Dunque la "seconda" metà del Paese durante la Grande Recessione è
andata giù dell'11,3% in termini patrimoniali. La prima metà invece, i 30
milioni di italiani più ricchi, è scesa dell'8,2%. Gli uni non solo erano molto
più poveri degli altri prima della crisi: si sono impoveriti di più durante.

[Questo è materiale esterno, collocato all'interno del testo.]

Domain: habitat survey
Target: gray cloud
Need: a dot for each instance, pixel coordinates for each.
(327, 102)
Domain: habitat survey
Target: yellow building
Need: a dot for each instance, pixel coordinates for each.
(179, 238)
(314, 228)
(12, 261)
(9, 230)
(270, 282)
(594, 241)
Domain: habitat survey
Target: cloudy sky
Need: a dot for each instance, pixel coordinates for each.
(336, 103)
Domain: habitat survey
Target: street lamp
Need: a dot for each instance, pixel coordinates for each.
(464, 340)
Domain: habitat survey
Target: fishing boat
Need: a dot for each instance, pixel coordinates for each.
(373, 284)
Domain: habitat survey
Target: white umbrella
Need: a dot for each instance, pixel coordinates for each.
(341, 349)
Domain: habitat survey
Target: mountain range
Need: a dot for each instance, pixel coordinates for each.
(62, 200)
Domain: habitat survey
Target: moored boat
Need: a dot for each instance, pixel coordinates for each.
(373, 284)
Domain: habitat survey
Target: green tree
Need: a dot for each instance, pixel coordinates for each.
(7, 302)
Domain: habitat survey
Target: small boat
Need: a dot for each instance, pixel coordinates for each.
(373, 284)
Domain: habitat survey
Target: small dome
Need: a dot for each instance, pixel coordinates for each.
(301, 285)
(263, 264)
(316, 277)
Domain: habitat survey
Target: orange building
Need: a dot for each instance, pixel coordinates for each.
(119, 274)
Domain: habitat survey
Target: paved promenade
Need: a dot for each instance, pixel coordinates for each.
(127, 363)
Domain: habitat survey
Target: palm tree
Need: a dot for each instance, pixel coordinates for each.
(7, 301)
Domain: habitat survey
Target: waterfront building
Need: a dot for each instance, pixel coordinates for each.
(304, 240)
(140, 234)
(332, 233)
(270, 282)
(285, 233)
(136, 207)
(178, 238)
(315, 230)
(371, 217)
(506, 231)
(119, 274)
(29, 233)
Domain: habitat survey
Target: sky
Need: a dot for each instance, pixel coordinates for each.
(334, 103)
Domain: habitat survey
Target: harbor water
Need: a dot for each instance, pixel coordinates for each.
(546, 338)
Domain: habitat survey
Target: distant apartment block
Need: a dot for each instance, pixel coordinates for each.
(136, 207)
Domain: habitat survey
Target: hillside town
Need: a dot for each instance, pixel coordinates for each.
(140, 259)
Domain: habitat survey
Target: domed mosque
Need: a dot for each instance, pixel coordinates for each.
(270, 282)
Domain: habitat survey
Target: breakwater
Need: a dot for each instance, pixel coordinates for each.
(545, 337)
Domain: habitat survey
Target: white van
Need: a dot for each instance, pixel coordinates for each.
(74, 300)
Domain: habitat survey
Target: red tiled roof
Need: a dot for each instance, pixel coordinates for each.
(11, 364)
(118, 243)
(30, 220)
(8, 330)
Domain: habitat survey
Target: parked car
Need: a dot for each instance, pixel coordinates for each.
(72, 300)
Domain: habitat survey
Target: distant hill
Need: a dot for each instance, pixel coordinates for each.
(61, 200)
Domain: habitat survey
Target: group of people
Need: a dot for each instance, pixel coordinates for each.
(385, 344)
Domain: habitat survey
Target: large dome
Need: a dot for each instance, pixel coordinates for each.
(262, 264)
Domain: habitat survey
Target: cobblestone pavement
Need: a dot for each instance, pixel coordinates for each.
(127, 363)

Tutt'altro Paese invece per le prime dieci famiglie. La loro ricchezza netta
sale di oltre il 60% in termini reali fra il 2008 e il 2013 e la loro quota sul
patrimonio totale degli italiani aumenta. Cambia però anche un altro dettaglio:
la loro composizione. I più ricchi del 2013 non sono gli stessi del 2008 o del
2004 e per certi aspetti formano una lista più interessante. Ora nel gruppo si
trovano famiglie meno dedite alle rendite di posizione, alla speculazione pura
o al rapporto con la politica per fare affari. Adesso dominano i primi posti
imprenditori più impegnati nella creazione di valore, lavoro e manufatti
innovativi che interessano al resto del mondo.
Negli anni,
escono dalla graduatoria di Forbes o scivolano in basso i capitalisti italiani
che basano i loro affari su concessioni pubbliche o investimenti immobiliari e
finanziari. Emblematica - non isolata - la vicenda dei Berlusconi, che negli
ultimi cinque anni perdono 3,2 miliardi di patrimonio e scivolano dal primo
posto del 2004, al terzo del 2008, al sesto del 2013. Sale in fretta invece il
patrimonio di produttori industriali dediti all'export. Succede nell'alimentare
(i Ferrero o i Perfetti), nella moda e lusso (Del Vecchio di Luxottica, Giorgio
Armani, Miuccia Prada e Patrizio Bertelli, Renzo Rosso), nella farmaceutica e
nell'industria ad alto contenuto tecnologico (Stefano Pessina o i Rocca di
Techint). Escono dalla top ten invece investitori finanziari-immobiliari come
Caltagirone o chi in passato ha puntato troppo sulle banche. Questa diversa
qualità del capitale vincente è un passo avanti di un'Italia sempre più piena
di squilibri. È un Paese che forse però si sta liberando, nel dolore, di alcuni
dei peggiori vizi del suo capitalismo. Meglio, quanto a questo, della Gran
Bretagna, dove Oxfam ha condotto un'inchiesta di cui questa di Repubblica è la
replica per l'Italia. Lì i più ricchi, sempre più ricchi, restano gli eredi
della vecchia nobiltà proprietaria di decine di ettari di palazzi a Londra come
il duca di Westminster o i Cardogan, o imprenditori indiani come gli Hinduja o
i Reuben. Se risolverà il problema della povertà, e uscirà dalla crisi, forse è
l'Italia fra le due a potersi ritrovare con una marcia in più.